Tela sobre o Monumento aos Açorianos é parte dos dez trabalhos que serão expostos. Foto Reprodução

A Gravura Galeria de Arte homenageia os 254 anos de Porto Alegre com uma exposição do artista visual Erico Santos que retrata locais históricos da capital.

A Sala Negra da galeria, na Rua Coronel Corte Real, 647, bairro Petrópolis, recebe dez telas a óleo em que Erico usa paleta vibrante e harmoniosa, que transmite uma sensação de luminosidade, de acordo com análise do professor de artes José Francisco Alves.

Erico Santos diante da Ponte de Pedra. Um dos locais homenageados pelo artista. Foto Carlos Souza/Divulgação

A abertura da mostra “Erico Santos por Porto Alegre” acontece nesta quinta-feira, 19/03, das 17h às 19h, e a visitação se estende até 31 de março.

Já o professor Armindo Trevisan diz que Erico não abstrai do legado figurativo que devemos aos grandes mestres do passado: “É uma estética que, sem pedantismo nem pretensão, se mostra superior, e alérgica ao consumismo visual”.

Entre os trabalhos estão, por exemplo, os que retratam a Ponte de Pedra (construída entre 1848 e 1854), o Viaduto da Borges (inaugurado em 1932) e o Monumento aos Açorianos, criado pelo artista Carlos Tenius, em tributo aos imigrantes que deram origem à cidade, cuja data de aniversário é 26 de março.

Ampliando a amostragem das obras, pode-se citar ainda as pinturas da Igreja Nossa Senhora das Dores, construída em 1807 e elevada à condição de Basílica Menor pelo Papa Francisco, em 2022; e a Praça Montevidéu, de um ângulo que contempla a Fonte Talavera da la Reina, criada em 1855 pelo ceramista espanhol Juan Ruiz de Luna, o Museu do Paço (prédio da antiga prefeitura), de 1901, e o Mercado Público, inaugurado em 1869. 

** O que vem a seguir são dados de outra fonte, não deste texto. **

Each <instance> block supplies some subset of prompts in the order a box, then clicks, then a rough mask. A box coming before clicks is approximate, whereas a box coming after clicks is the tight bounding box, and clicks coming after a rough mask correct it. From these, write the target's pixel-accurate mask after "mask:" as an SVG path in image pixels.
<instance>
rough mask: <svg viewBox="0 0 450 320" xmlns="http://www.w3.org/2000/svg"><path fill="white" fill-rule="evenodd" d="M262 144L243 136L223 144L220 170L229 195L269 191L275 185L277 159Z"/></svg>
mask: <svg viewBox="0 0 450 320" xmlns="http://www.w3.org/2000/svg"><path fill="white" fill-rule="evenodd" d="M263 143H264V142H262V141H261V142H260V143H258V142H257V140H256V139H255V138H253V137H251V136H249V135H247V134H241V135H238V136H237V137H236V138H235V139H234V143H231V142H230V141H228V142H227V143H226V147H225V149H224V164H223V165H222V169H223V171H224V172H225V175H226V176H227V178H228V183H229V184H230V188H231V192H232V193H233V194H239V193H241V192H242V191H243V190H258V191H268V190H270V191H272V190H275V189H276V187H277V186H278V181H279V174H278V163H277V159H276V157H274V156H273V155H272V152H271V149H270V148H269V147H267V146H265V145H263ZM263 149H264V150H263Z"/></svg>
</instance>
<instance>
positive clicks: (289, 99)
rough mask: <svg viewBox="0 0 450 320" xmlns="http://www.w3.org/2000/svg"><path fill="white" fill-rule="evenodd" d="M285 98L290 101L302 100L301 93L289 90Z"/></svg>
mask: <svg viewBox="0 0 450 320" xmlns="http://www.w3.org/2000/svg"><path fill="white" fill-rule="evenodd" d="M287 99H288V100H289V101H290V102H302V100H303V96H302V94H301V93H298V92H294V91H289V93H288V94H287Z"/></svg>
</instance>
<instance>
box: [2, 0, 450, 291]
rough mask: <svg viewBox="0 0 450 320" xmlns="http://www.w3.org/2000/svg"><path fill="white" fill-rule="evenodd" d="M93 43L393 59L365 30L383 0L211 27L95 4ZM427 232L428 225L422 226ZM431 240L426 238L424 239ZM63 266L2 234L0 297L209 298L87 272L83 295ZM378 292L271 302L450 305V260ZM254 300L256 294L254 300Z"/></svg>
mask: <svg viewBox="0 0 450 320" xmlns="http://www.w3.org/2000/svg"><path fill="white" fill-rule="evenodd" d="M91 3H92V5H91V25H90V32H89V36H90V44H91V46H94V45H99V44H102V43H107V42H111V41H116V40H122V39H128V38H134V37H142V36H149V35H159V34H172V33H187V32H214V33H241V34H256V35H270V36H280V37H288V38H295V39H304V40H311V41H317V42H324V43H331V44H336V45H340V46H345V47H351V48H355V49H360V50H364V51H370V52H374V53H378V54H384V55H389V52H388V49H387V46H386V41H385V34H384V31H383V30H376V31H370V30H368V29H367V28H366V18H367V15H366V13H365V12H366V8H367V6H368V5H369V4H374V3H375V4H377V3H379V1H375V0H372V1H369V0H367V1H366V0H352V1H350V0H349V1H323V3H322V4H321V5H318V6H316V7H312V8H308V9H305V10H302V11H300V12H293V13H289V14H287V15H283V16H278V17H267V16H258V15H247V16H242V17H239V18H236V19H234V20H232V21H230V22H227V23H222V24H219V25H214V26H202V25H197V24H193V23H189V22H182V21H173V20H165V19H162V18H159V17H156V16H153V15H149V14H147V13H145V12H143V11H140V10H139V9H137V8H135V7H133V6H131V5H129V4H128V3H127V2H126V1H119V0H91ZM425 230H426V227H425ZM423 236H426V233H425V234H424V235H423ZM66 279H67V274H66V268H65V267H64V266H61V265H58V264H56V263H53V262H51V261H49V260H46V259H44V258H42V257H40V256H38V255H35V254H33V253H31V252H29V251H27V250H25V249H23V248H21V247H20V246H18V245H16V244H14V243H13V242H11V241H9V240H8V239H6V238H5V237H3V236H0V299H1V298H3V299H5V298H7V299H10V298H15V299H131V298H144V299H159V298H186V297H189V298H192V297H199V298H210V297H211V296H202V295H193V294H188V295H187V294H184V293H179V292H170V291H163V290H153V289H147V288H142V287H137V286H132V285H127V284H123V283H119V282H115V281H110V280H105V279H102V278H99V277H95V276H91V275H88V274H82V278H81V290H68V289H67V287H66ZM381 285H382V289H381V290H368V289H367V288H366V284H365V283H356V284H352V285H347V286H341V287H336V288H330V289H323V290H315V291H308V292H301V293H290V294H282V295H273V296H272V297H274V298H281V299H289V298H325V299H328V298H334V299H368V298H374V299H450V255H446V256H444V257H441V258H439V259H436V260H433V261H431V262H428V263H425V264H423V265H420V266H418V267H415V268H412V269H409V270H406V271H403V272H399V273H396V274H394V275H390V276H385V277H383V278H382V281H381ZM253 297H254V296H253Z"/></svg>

Nascido em Cacequi, Erico Santos, de 74 anos de idade e 51 de carreira, morou em Santa Maria e São Paulo, antes de se estabelecer em Porto Alegre. Há cerca de 20 anos divide-se entre a capital gaúcha e Milão, onde também tem ateliê.

Bastante conhecido no estado e fora dele pelo tema das colhedeiras de flores, Erico, na exposição da Gravura, usa “tons quentes e frios que proporcionam um contraste equilibrado, em composição que confere profundidade”, acrescenta o professor Francisco Alves na sua análise. “As pinceladas soltas e expressivas de Erico, e o uso da luz e sombra, sugerem uma atmosfera dinâmica e cheia de movimento”, enfatiza o especialista.